Pierrine Poget, 39 ans
Poétesse lauréate du prix C. F. Ramuz pour Fondations (Éd. Empreintes) ​

FEMINA Parlez-nous de votre travail poétique
Pierrine Poget
Je n’ai pas choisi ce format. Il se trouve seulement que mes textes, du moins les premiers, allaient toujours en se réduisant, en se résorbant, au fil du travail. Ne subsistaient que des fragments que je ne pouvais me résoudre à couper, soit parce qu’ils me touchaient très directement pour les images qu’ils contenaient – images sans discours, visions où entrer - soit parce que, tout en ne pouvant pas dire de quoi ils parlaient, j’étais sûre que quelque chose de très vivant les animait. Je les conservais dans l’idée, l’espoir de découvrir un jour cette ancienne raison d’être. Dans l’idée aussi que s’ils finissaient par se déployer devant moi, ils le feraient devant d’autres.

De quelle manière vous êtes-vous lancée dans la poésie?
J’y suis venue par amour des images, de ce langage-là, qui se passe du mot, qui pourtant en est si peu éloigné. Après avoir produit moi-même des images, la poésie était le moyen de continuer à montrer et à voir, sans devoir expliquer. Moyen de suggérer, d’ébaucher, de faire comme si, de se déplacer dans une vision, une intuition.

La poésie m’offrait l’expression, en dépit de grandes zones d’indéfinition.

Le principal obstacle rencontré était cette indéfinition qui, parfois, menaçait de dissolution toute tentative de parole. C’est ainsi qu’au début, n’ont surnagé que de tout petits poèmes, minces barques reliées par un fil, qui passait au-travers des manques. C’était souvent des phrases introduites par un tiret, ou des guillemets, supposant un locuteur. Ce locuteur tenait lieu de cadre, d’ancrage.

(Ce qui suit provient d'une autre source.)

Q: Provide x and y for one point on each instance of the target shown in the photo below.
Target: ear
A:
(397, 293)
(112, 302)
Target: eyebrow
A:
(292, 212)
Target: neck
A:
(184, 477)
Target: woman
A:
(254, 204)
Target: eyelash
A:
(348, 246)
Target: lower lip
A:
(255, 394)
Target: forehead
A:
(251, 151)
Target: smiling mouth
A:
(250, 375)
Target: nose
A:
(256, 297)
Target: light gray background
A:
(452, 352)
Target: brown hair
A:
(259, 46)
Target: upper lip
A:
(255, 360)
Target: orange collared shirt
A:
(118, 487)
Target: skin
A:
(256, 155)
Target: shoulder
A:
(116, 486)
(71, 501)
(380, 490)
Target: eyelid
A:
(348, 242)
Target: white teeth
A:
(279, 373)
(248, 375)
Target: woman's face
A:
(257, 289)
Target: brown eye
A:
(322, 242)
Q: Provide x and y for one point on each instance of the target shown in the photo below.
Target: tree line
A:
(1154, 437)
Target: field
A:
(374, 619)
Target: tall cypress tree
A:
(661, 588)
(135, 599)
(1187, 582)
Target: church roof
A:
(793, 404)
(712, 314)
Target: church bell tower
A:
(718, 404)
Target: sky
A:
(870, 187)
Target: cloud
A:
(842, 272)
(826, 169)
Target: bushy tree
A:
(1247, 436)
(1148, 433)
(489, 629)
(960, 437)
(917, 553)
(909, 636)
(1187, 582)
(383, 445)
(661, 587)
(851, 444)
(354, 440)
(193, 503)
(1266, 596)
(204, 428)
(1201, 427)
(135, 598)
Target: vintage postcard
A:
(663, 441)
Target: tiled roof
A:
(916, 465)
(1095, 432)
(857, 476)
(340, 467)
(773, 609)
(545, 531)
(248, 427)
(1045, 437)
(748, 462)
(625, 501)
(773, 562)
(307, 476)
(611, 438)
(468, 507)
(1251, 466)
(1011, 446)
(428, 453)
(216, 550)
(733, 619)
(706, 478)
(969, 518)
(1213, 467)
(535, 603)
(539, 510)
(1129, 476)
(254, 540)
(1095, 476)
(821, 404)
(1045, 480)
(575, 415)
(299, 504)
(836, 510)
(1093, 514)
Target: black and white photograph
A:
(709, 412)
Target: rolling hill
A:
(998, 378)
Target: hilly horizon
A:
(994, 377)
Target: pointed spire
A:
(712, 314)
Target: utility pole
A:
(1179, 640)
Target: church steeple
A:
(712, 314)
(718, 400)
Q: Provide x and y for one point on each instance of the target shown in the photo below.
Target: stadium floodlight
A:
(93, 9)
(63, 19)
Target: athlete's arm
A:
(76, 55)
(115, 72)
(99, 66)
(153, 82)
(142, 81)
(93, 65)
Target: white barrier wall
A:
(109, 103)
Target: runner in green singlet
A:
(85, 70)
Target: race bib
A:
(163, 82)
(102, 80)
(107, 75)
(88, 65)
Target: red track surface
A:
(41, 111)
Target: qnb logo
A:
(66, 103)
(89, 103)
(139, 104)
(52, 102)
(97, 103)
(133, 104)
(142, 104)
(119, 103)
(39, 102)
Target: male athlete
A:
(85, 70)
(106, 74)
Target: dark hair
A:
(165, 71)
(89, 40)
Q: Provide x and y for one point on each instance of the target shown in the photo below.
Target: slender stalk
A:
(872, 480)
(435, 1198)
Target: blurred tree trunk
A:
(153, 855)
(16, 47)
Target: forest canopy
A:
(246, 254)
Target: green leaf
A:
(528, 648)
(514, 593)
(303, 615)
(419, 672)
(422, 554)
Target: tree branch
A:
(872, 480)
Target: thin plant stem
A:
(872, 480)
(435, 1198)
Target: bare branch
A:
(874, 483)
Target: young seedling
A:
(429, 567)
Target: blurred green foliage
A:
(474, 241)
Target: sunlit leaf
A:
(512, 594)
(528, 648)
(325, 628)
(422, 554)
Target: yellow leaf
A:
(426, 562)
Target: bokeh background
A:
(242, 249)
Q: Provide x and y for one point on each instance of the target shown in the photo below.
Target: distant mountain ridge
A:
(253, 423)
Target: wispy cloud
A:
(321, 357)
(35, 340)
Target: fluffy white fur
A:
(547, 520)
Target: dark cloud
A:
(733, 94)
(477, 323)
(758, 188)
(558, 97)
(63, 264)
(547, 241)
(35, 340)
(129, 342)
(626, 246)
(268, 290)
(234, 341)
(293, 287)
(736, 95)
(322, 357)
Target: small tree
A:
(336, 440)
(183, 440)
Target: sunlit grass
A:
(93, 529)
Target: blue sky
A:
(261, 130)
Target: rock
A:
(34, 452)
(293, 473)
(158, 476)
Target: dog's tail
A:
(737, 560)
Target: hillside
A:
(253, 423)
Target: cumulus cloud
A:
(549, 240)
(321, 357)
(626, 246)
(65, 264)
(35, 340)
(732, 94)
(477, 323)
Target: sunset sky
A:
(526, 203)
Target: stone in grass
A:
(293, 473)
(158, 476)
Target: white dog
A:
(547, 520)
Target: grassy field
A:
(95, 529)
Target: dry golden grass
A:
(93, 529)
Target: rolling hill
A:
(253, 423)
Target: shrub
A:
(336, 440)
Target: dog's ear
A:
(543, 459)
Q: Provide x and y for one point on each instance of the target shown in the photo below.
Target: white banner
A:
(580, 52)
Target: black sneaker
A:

Que la poésie vous permet-elle de dire ou créer, davantage qu'un autre art ou moyen d'expression?
Elle est pour moi un véhicule vers le dehors, en tant qu’instrument de définition et de découverte. Francis Ponge parlait de décrire les choses «de leur propre point de vue». Je pense que l’écriture poétique effectivement s’appuie sur un autre point de vue, sur d’autres points de vue, sur ce léger recul de soi, comme une marée retirée qui découvre le sable. En ce sens elle est un instrument de connaissance. Pour surgir, elle demande à ce que se desserre une certaine emprise de la pensée, une certaine façon que la pensée a de contraindre le langage. Elle se situe donc sur un terrain de surprise. Tout art sans doute effectue ce déplacement, mais j’y accède, personnellement, par la poésie.

Comment expliqueriez-vous le succès intarissable de la poésie, qui reste appréciée des jeunes?
Je pense qu’on ressent devant le poème une permission, une liberté, un étonnement qui nous sont absolument nécessaires. C’est le contraire d’une chose prescriptive. Et puis c’est en quelque sorte portatif.